Pemilihan umum (pemilu) di Indonesia pada awalnya ditujukan untuk memilih anggota lembaga perwakilan, yaitu DPR, DPRD, dan DPD. Setelah amandemen ke-IV UUD 1945 pada 2002, pemilihan Presiden dan Wakil Presiden (Pilpres), yang semula dilakukan oleh MPR, disepakati untuk dilakukan secara langsung oleh rakyat sehingga pilpres pun dimasukan ke dalam rezim pemilihan umum.

Pemilihan presiden secara langsung oleh rakyat sebagai bagian dari pemilihan umum diadakan pertama kali pada pemilu 2004. Pada tahun 2007, berdasarkan Undang-Undang Nomor 22 Tahun 2007, pemilihan Kepala Daerah dan Wakil Kepala Daerah (Pilkada) juga dimasukan sebagai bagian dari rezim pemilihan umum. Di tengah masyarakat, istilah “pemilu” lebih sering merujuk kepada pemilu legislatif dan pemilu presiden dan wakil presiden yang diadakan lima tahun sekali.

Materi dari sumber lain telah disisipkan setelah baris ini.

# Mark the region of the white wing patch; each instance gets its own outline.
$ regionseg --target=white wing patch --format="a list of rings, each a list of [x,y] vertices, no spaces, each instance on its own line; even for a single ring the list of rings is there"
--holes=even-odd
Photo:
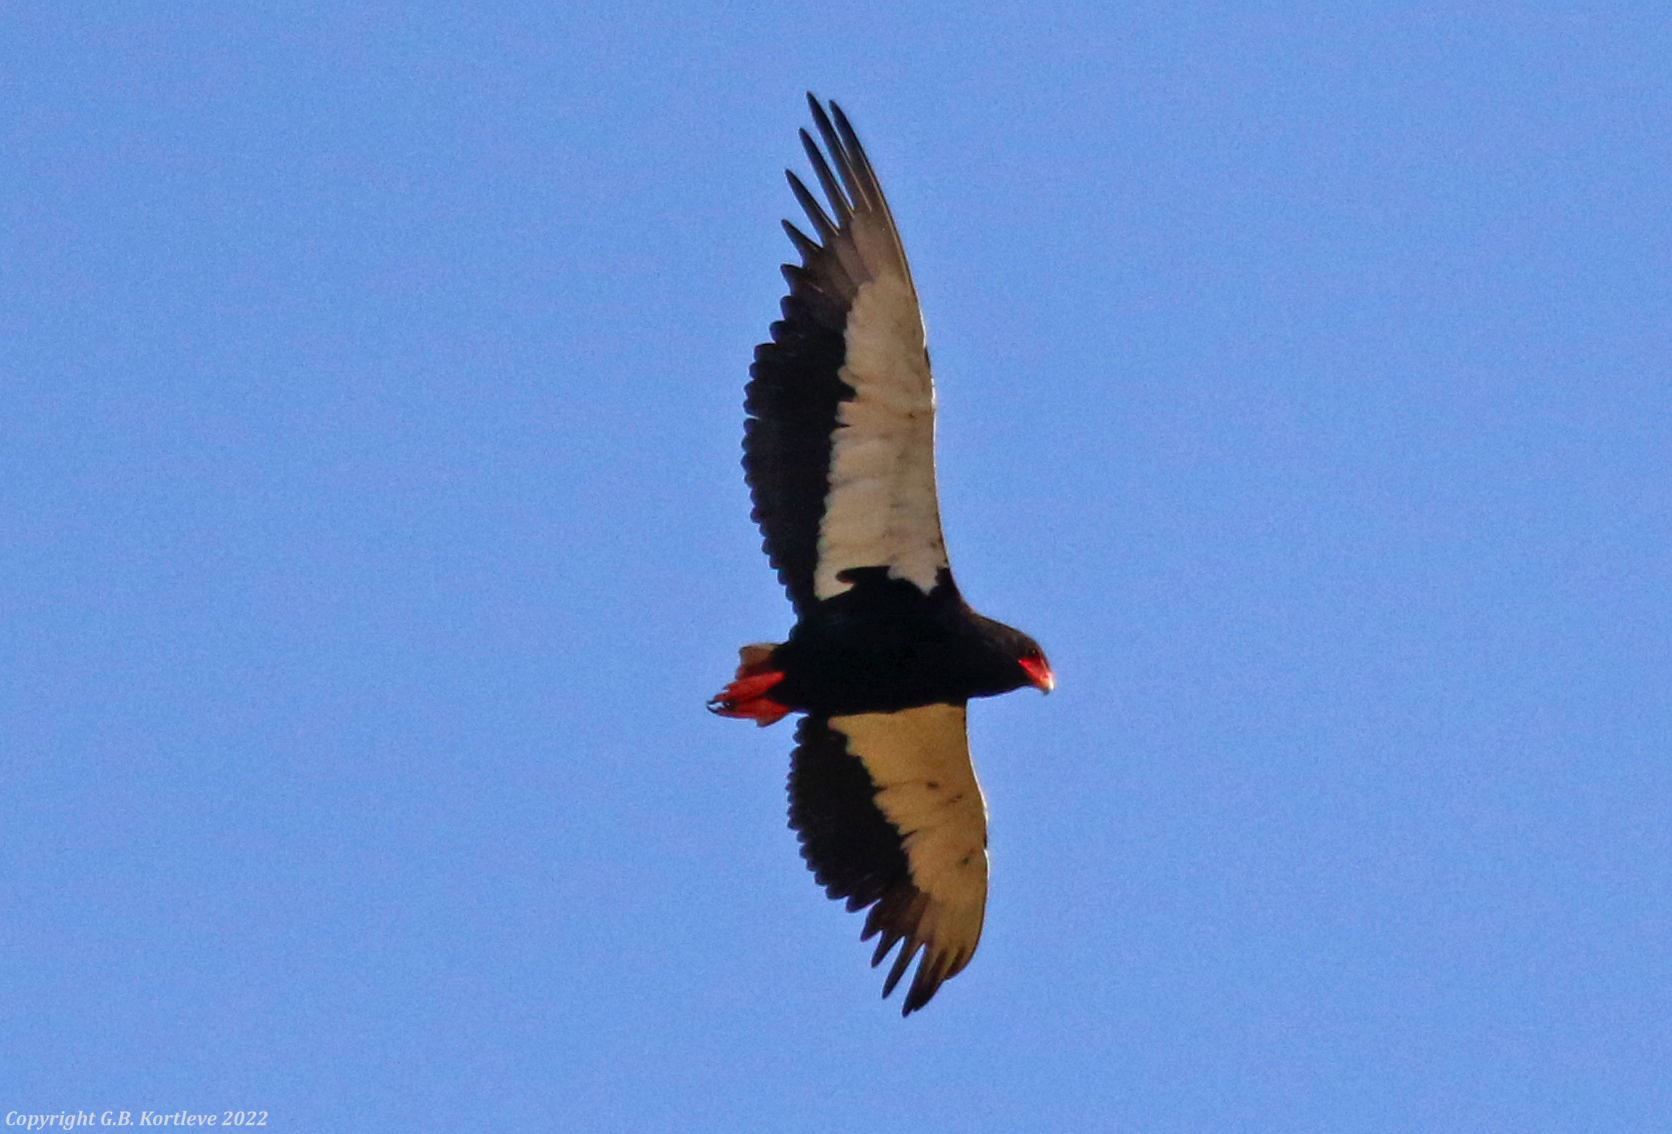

Pemilihan umum telah dianggap menjadi ukuran demokrasi karena rakyat dapat berpartisipasi menentukan sikap dan pilihannya untuk suatu kemajuan terhadap pemerintahan dan negaranya. Pemilihan umum adalah suatu hal yang penting dalam kehidupan kenegaraan.

Pemilu adalah pengejewantahan sistem demokrasi, melalui pemilihan langsung oleh rakyat dalam memilih wakilnya untuk duduk di parlemen, maupun dalam struktur pemerintahan. Ada negara yang menyelenggarakan pemilihan umum hanya apabila memilih wakil rakyatnya untuk duduk di parlemen, akan tetapi adapula negara yang juga menyelenggarakan pemilihan umum untuk memilih para pejabat tinggi negaranya.

Pada umumnya yang berperan penting dalam pemilu atau yang menjadi peserta pemilu adalah partai-partai politik. Partai politik yang menyalurkan aspirasi rakyat dan mengajukan calon-calon untuk dipilih oleh rakyat melalui pemilihan secara langsung itu. Dalam ilmu politik dikenal bermacam-macam sistem pemilihan umum, akan tetapi umumnya berkisar pada dua prinsip pokok, yaitu: singel member constituency (satu daerah pemilihan memilih satu wakil, biasanya disebut sistem distrik), dan multy member constituenty (satu daerah pemilihan memilih beberapa wakil; biasanya dinamakan proporsional representation atau sistem perwakilan berimbang).
Salah satu aspek yang menentukan keberhasilan pemilihan umum yang bisa memberikan kontribusi bagi sistem politik yang demokratis, dan efektif adalah implementasi azas pemilihan umum yang luber (langsung, umum, bebas dan rahasia), serta jurdil (jujur dan adil) yang dianut dalam sistem pemilu proporsional terbuka dan pemahaman demokrasi yang dinamis pada suatu pemerintahan negara dengan mengedepankan kedaulatan sebagai indikasi dalam dinamikanya.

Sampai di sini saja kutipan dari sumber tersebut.